Where I disagree with you is your inclusion of language implementation errors as a type of undefined behavior.
Those are compliance errors. That is, if the spec allows it (as "undefined behavior") then it's not a bug. If the spec doesn't allow it, then there is a defined behavior and it is a bug.
For example, a hardware bug is one that does not comply with the specification. Either the spec must be changed (perhaps allowing the existing behavior), or the bug fixed.
Are you saying that when a C program, which happens to be an interpreter for another language, does something that results in undefined behavior according to the C spec, it doesn't count as undefined behavior?
I suspect that is where we differ. It seems to me that if a C program does something that results in undefined behavior according to the C spec, it is undefined behavior period, regardless of any other factors, because the spec says it's undefined and that's all that matters.

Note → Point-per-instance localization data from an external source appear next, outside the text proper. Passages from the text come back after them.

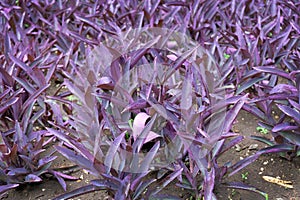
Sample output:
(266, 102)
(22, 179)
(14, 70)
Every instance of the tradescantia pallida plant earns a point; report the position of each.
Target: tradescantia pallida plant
(145, 115)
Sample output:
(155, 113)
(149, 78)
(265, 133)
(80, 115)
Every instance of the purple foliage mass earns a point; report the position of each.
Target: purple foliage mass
(143, 94)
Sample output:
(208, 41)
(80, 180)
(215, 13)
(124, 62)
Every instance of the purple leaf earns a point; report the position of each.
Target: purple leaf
(4, 188)
(31, 178)
(290, 112)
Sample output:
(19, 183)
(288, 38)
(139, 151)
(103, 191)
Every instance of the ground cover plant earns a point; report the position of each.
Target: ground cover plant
(143, 94)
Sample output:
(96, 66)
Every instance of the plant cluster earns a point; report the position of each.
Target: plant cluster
(143, 94)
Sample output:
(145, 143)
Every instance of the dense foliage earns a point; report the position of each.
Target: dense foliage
(143, 94)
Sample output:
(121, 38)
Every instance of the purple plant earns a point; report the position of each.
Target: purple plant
(140, 113)
(27, 66)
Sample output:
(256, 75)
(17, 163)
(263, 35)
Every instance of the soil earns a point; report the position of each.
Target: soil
(271, 165)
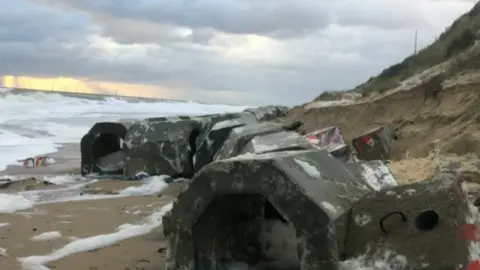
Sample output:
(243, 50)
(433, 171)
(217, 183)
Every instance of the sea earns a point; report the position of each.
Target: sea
(38, 122)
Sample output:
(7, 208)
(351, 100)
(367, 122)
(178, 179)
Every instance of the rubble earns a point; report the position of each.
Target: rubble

I'm saying that when the Python language specification prescribes a behavior, and the Python implementation in C has a different behavior because it does something which the C language specification considers undefined, then the Python implementation in C does not comply with the Python language specification.
I'm saying that it's incorrect to say that non-compliant behavior with respect to the Python specification is the same thing as undefined behavior. It makes no sense to say something is undefined when the specification defines what is supposed to happen.
Those are compliance errors. That is, if the spec allows it (as "undefined behavior") then it's not a bug. If the spec doesn't allow it, then there is a defined behavior and it is a bug.
For example, a hardware bug is one that does not comply with the specification. Either the spec must be changed (perhaps allowing the existing behavior), or the bug fixed.